Considérons la situation de la Grèce.  Qu’est-ce que les Grecs devraient faire? Peut-être le meilleur choix pour la Grèce est de suivre l’exemple de l’Argentine et partiellement par défaut sur elle des dettes et quitter la zone euro. La Grèce doit-elle faire ce qui est mieux pour la Grèce ou doit-elle honorer ses obligations à tout prix?  C’est évidemment une question difficile.  Il y a de graves répercussions au-delà de la Grèce. Beaucoup d’économistes très respectés et de penseurs politiques (et même d’autres moins hautement respectés penseurs politiques comme moi) ont conseillé de suivre l’exemple de Argentina  comme le meilleur moyen de sortir de la crise actuelle. C’est le cours de l’action que je crois qui donnera à la Grèce l’occasion de rebondir économiquement et lui permettra également de préserver un niveau de vie décent pour la plupart des Grecs. Bien sûr, cela est un «jeu à somme nulle» puisque par défaut la Grèce va améliorer la vie de la plupart des Grecs, mais à un coût économique rude pour être payé par les banques allemandes et françaises (ou, plus exactement, par les contribuables qui vont de nouveau être contraints à payer le prix des décisions idiotes des banquiers).  Mais ce n’est pas la question. Ce sont les Grecs qui doivent décider de ce qui est mieux pour la Grèce. Et ce qui est le mieux pour la Grèce ne peut pas être bon pour l’Allemagne ou la France.  Mais si la Grèce est une démocratie, alors les Grecs doivent choisir eux-mêmes leur premier ministre et le cours de l’action qu’ils souhaitent poursuivre.

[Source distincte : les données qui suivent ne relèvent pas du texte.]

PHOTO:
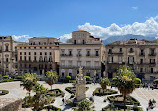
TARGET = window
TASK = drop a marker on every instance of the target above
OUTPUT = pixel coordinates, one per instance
(25, 58)
(131, 50)
(141, 61)
(50, 59)
(21, 58)
(130, 60)
(110, 51)
(141, 69)
(70, 53)
(7, 48)
(83, 42)
(34, 58)
(152, 61)
(74, 41)
(97, 53)
(29, 58)
(120, 49)
(88, 53)
(152, 70)
(7, 60)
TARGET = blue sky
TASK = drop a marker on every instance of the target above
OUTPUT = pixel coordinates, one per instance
(58, 17)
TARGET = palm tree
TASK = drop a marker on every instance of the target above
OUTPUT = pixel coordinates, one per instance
(51, 78)
(104, 82)
(28, 81)
(41, 97)
(125, 81)
(84, 106)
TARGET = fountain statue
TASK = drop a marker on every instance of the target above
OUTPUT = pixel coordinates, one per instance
(80, 86)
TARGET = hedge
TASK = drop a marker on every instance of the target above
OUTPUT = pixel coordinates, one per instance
(100, 92)
(3, 92)
(132, 100)
(60, 93)
(72, 90)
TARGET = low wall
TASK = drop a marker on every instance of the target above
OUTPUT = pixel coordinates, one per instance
(10, 104)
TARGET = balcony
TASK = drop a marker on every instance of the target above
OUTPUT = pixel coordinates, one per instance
(119, 63)
(84, 67)
(120, 52)
(66, 55)
(78, 55)
(152, 54)
(142, 54)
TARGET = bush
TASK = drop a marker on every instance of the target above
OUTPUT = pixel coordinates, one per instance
(56, 92)
(89, 82)
(138, 81)
(156, 81)
(129, 100)
(72, 81)
(87, 78)
(3, 92)
(52, 108)
(91, 99)
(68, 77)
(72, 90)
(72, 96)
(100, 92)
(19, 78)
(5, 77)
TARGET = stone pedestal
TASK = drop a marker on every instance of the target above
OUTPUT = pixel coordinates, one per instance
(80, 86)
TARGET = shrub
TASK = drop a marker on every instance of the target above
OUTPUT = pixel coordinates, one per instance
(5, 77)
(156, 81)
(138, 81)
(3, 92)
(100, 92)
(68, 77)
(52, 108)
(91, 99)
(56, 92)
(72, 81)
(19, 78)
(89, 82)
(87, 78)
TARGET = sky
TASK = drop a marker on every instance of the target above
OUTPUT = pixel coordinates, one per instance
(58, 18)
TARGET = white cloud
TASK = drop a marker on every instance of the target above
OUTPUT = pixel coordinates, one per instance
(64, 37)
(21, 38)
(147, 28)
(135, 8)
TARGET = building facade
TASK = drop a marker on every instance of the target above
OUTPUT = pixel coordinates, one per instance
(82, 50)
(8, 55)
(141, 55)
(39, 56)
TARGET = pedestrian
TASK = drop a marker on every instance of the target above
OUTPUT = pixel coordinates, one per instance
(63, 100)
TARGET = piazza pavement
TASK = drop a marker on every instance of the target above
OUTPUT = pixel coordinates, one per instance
(141, 94)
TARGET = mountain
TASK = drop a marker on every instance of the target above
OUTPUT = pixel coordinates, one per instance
(126, 37)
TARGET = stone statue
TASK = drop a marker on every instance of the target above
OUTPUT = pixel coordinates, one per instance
(80, 86)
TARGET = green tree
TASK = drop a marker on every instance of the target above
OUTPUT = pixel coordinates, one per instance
(51, 77)
(125, 81)
(28, 81)
(104, 82)
(84, 106)
(41, 97)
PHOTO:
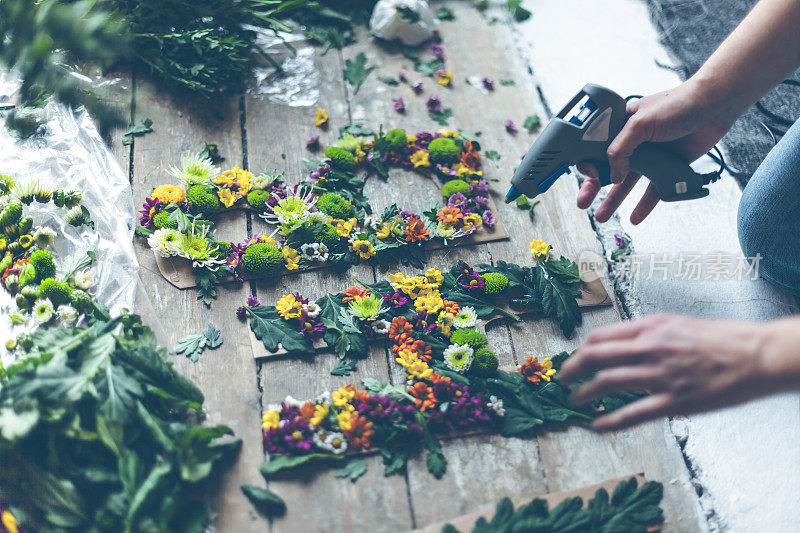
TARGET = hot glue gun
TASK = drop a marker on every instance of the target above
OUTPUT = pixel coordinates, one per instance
(582, 131)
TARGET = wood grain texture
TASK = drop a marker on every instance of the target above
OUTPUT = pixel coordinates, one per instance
(227, 376)
(577, 456)
(317, 501)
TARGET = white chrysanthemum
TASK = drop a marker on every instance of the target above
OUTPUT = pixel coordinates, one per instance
(496, 405)
(194, 170)
(84, 279)
(42, 310)
(381, 327)
(43, 237)
(332, 441)
(320, 252)
(466, 318)
(311, 309)
(67, 314)
(309, 251)
(165, 241)
(458, 357)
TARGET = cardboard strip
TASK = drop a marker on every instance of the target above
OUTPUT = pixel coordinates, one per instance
(467, 522)
(593, 294)
(178, 271)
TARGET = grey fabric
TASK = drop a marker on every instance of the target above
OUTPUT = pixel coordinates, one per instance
(692, 30)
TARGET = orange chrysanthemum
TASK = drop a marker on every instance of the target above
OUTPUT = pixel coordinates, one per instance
(354, 293)
(451, 216)
(360, 432)
(424, 398)
(400, 330)
(416, 232)
(422, 350)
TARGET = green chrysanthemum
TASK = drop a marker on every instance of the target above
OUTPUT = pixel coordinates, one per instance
(458, 357)
(367, 308)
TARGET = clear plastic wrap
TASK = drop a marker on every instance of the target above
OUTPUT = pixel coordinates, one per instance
(71, 154)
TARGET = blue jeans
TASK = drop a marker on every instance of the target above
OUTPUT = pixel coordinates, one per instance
(769, 214)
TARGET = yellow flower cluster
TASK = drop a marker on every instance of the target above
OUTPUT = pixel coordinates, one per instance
(289, 307)
(414, 366)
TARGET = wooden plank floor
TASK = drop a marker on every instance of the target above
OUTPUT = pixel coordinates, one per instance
(261, 136)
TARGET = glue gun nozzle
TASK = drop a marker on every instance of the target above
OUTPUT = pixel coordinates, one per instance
(512, 194)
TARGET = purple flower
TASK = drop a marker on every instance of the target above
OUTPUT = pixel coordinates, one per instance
(434, 104)
(456, 200)
(479, 188)
(395, 299)
(151, 205)
(437, 49)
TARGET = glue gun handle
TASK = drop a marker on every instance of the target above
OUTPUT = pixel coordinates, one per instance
(603, 171)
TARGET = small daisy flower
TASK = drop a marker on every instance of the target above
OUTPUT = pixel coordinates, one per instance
(381, 327)
(67, 314)
(84, 279)
(467, 317)
(458, 357)
(42, 311)
(312, 310)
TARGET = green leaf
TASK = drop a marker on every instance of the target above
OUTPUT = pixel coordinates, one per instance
(266, 502)
(353, 469)
(137, 130)
(273, 330)
(355, 72)
(343, 368)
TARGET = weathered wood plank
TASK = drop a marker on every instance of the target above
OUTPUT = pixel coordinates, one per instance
(577, 456)
(227, 376)
(276, 137)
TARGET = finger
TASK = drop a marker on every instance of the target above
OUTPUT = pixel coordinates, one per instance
(646, 205)
(620, 379)
(647, 408)
(615, 197)
(591, 358)
(586, 195)
(621, 148)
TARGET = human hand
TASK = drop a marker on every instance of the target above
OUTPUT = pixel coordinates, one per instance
(679, 117)
(688, 365)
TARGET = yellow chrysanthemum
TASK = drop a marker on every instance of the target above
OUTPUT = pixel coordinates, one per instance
(430, 302)
(291, 258)
(167, 194)
(364, 249)
(539, 249)
(270, 420)
(343, 395)
(413, 365)
(420, 158)
(345, 419)
(320, 412)
(433, 277)
(289, 307)
(226, 197)
(320, 117)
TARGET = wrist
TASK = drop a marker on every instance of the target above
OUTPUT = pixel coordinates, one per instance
(778, 355)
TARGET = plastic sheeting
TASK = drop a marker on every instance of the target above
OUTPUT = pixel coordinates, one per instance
(71, 154)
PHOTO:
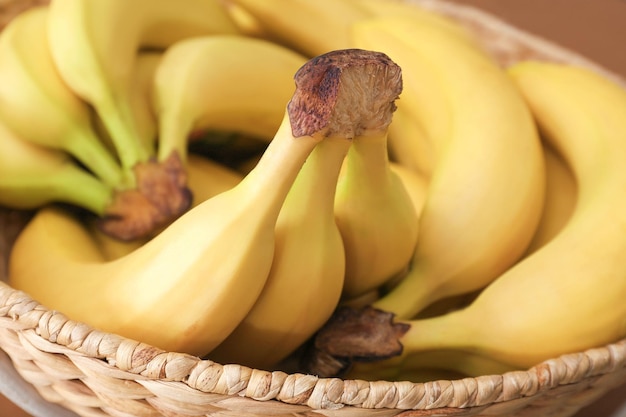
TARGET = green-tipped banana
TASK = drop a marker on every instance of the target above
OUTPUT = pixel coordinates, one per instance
(95, 45)
(37, 105)
(486, 190)
(32, 176)
(222, 83)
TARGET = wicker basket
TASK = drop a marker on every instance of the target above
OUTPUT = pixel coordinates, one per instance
(93, 373)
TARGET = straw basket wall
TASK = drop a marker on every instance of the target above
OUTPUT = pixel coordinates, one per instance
(90, 373)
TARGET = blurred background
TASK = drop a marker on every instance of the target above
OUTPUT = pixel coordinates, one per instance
(594, 28)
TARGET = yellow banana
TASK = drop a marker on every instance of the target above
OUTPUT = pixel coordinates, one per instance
(567, 296)
(416, 185)
(429, 366)
(409, 144)
(199, 277)
(307, 276)
(37, 105)
(309, 27)
(189, 286)
(247, 23)
(486, 191)
(375, 215)
(94, 45)
(32, 176)
(206, 179)
(560, 200)
(222, 83)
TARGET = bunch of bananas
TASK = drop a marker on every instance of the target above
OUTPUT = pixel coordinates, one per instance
(480, 210)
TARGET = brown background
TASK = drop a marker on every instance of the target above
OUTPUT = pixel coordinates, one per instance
(595, 28)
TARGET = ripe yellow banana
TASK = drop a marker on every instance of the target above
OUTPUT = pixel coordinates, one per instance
(429, 366)
(94, 45)
(193, 283)
(32, 176)
(567, 296)
(37, 105)
(307, 275)
(206, 179)
(415, 184)
(486, 191)
(375, 215)
(223, 83)
(560, 200)
(309, 27)
(188, 287)
(408, 143)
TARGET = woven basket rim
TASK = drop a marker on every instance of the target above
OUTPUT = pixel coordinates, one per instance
(136, 360)
(52, 332)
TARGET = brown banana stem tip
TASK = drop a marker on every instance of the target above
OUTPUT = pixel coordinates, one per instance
(161, 196)
(344, 93)
(353, 335)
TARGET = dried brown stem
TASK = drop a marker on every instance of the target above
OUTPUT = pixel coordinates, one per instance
(160, 197)
(345, 93)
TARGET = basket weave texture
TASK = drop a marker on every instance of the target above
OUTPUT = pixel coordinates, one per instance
(94, 373)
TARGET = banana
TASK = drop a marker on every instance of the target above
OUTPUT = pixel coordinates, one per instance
(375, 215)
(247, 24)
(429, 366)
(222, 83)
(486, 191)
(568, 295)
(32, 176)
(94, 45)
(309, 27)
(206, 179)
(560, 200)
(307, 274)
(37, 105)
(416, 185)
(213, 260)
(140, 95)
(408, 143)
(200, 276)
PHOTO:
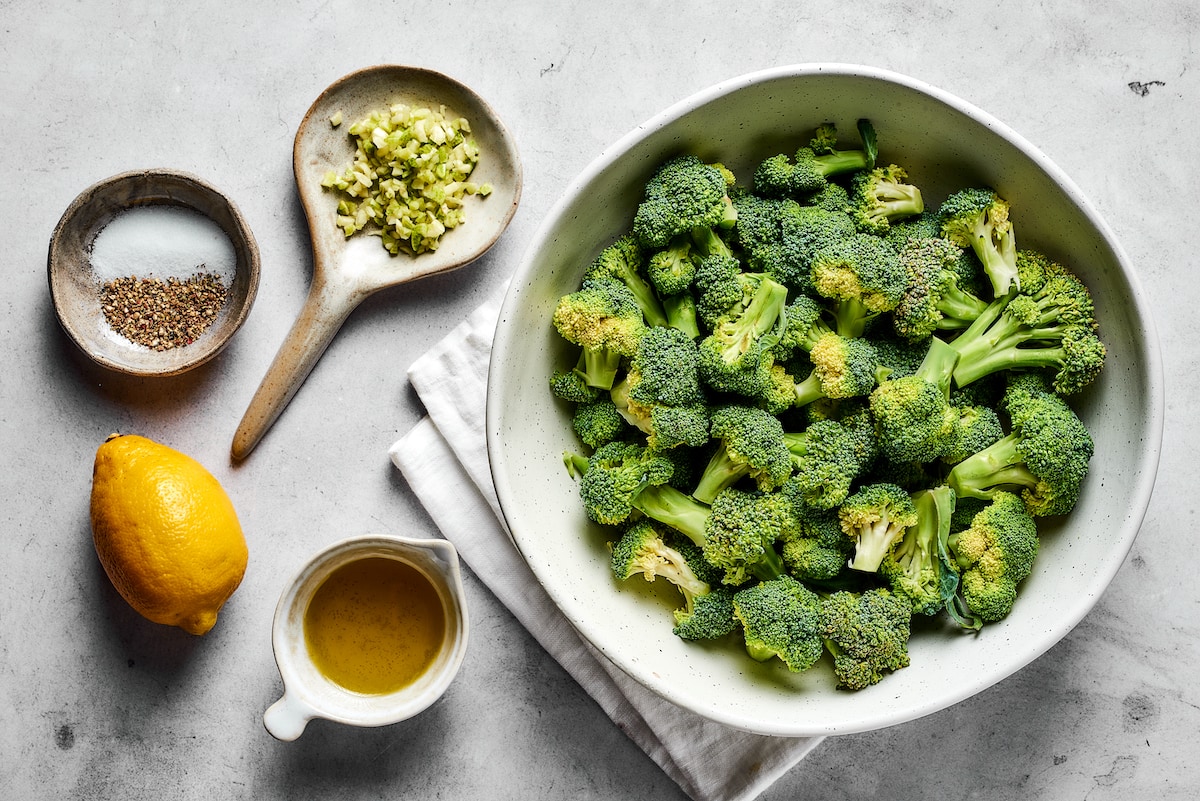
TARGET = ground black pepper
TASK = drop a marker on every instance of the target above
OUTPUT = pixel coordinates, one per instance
(162, 314)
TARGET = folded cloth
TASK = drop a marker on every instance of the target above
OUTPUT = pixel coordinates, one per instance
(444, 459)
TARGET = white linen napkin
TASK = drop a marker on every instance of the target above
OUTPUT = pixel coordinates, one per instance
(444, 459)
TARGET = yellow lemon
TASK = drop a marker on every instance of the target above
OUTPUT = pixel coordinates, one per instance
(166, 533)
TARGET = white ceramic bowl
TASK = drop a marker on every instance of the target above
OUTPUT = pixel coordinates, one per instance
(946, 144)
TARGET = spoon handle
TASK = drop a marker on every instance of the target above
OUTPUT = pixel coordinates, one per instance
(322, 315)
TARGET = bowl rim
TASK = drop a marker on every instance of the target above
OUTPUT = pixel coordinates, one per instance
(1149, 357)
(241, 233)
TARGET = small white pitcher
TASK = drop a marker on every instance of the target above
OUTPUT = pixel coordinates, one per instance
(307, 693)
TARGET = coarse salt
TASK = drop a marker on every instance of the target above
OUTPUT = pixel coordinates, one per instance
(162, 241)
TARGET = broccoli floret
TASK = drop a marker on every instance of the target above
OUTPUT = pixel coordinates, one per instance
(615, 476)
(759, 222)
(809, 170)
(781, 618)
(816, 549)
(915, 567)
(623, 262)
(804, 232)
(832, 197)
(738, 351)
(862, 276)
(672, 269)
(598, 422)
(682, 313)
(975, 428)
(761, 239)
(604, 319)
(1053, 327)
(995, 554)
(934, 299)
(707, 612)
(803, 327)
(737, 533)
(749, 444)
(575, 385)
(978, 218)
(912, 414)
(661, 393)
(843, 367)
(719, 285)
(1044, 457)
(875, 517)
(684, 193)
(898, 356)
(826, 459)
(867, 633)
(880, 196)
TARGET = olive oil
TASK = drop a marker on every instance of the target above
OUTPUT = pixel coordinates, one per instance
(375, 625)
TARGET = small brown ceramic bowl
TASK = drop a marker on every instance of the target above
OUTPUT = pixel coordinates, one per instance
(76, 285)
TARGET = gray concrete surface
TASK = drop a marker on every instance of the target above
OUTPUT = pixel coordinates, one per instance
(96, 703)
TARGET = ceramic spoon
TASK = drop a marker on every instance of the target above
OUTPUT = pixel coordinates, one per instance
(346, 271)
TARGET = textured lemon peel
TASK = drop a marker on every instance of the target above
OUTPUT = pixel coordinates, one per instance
(409, 178)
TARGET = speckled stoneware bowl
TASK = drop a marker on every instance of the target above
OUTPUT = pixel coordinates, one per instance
(946, 144)
(75, 288)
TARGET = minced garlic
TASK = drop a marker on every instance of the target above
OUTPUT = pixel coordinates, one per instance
(409, 178)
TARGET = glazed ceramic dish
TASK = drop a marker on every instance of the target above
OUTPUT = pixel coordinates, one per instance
(309, 694)
(945, 144)
(75, 288)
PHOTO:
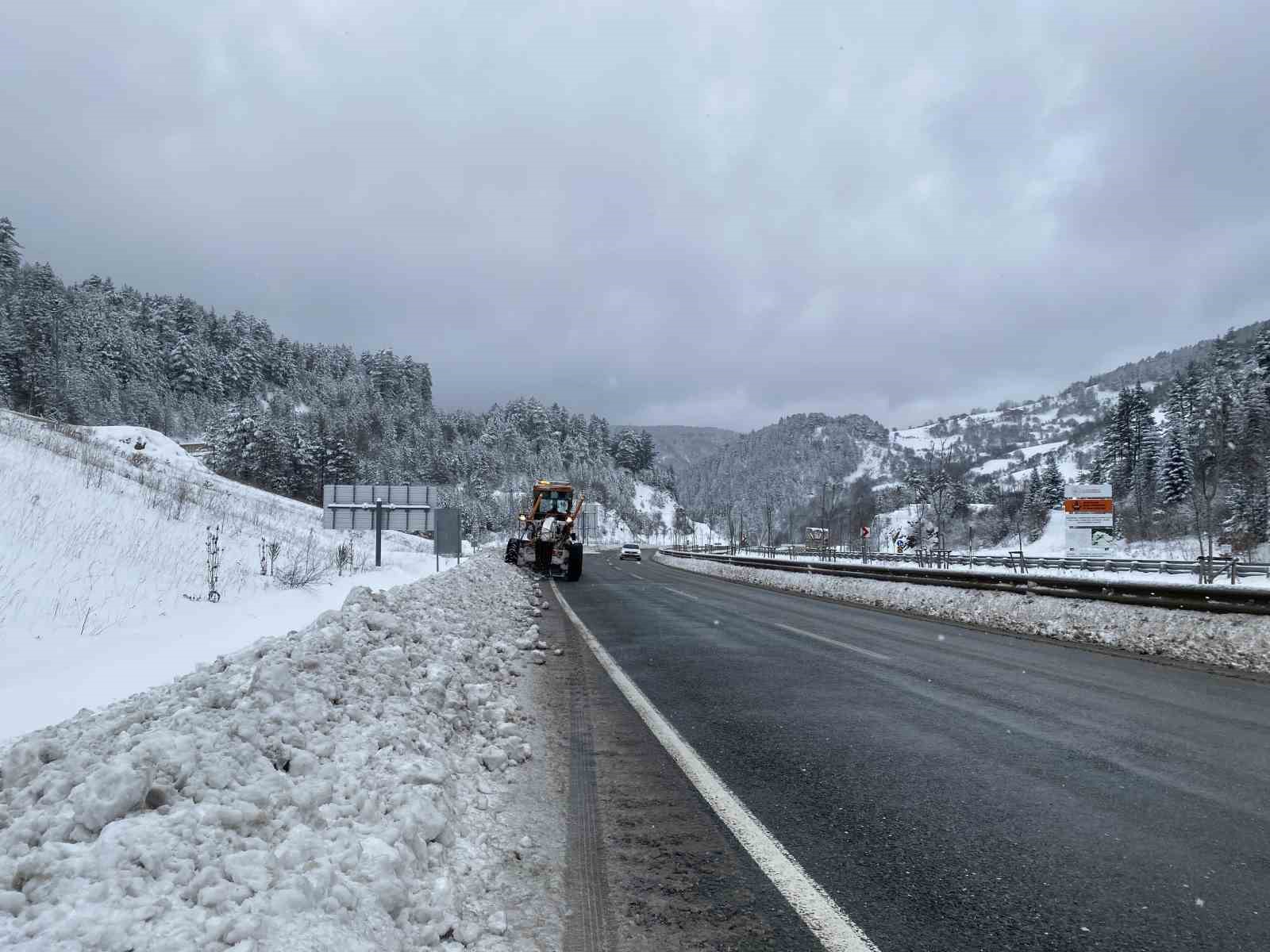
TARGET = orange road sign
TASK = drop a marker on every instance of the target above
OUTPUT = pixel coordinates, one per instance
(1089, 505)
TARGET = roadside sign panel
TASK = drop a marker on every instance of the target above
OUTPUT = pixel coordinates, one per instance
(1087, 490)
(1089, 505)
(352, 507)
(446, 541)
(1090, 518)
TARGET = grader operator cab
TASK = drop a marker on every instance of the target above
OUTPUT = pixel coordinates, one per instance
(546, 541)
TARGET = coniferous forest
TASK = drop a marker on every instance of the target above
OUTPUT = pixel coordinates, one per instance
(1187, 454)
(283, 414)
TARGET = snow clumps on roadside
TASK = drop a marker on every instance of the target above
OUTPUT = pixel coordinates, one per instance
(349, 786)
(1240, 641)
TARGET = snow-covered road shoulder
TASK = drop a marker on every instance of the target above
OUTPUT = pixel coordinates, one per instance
(1237, 641)
(357, 785)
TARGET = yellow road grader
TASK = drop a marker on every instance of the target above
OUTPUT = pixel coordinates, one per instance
(546, 541)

Même plus profondément troublant, c’est que certains choix sont irrévocables. Un certain choix va détruire la classe moyenne grecque à jamais.  Un choix différent saura les enregistrer, mais aux dépens de l’Allemagne et la France. Il y aura d’autres choix, aussi.  Qui va décider de vendre le patrimoine du pays ? Est-ce que le pouvoir du nouveau Premier ministre est autorisé à vendre les entreprises détenues par l’État et exploité pour le bien commun ? A-t-il le pouvoir de vendre le patrimoine culturel de la Grèce ? Le Parthénon devrait-il être vendu ? Et pourtant,  le peuple grec n’aura jamais la possibilité de voter pour ou contre leur nouveau chef. Ils ne seront pas autorisés à voter sur son plan d’austérité à imposer sur la Grèce et ils ne voteront pas sur si leur patrimoine culturel doit être sauvegardé pour les générations futures.  Comment cela peut-être acceptable dans une union d’États démocratiques?

Il est clair que des choix difficiles doivent être pris. Ces choix sont inévitables. La question que je pose aujourd’hui, cependant, n’est pas ce qui est le meilleur choix pour la Grèce, mais seulement qui devrait avoir le pouvoir de choisir pour la Grèce.  Cette  décisions doit-elle se faire par les dirigeants d’autres pays ou par les technocrates de Bruxelles sans visage ou par le peuple de la Grèce ? Si la Grèce est une démocratie, alors sûrement ce doit être le peuple qui décide.

Si nous survivons à cette crise actuelle, nous devrions peut-être regarder de plus près non seulement à l’Euro, mais aussi à la structure politique de l’UE elle-même pour voir si elle peut être rendue plus démocratique ou, si elle ne peut pas être convenablement reformée, si elle devrait être abandonnée. Winston Churchill l’a dit « La démocratie est le pire système de gouvernement, à l’exception de tous les autres qui ont pu être expérimentés dans l’histoire ». Laissez-nous avoir une démocratie en Europe.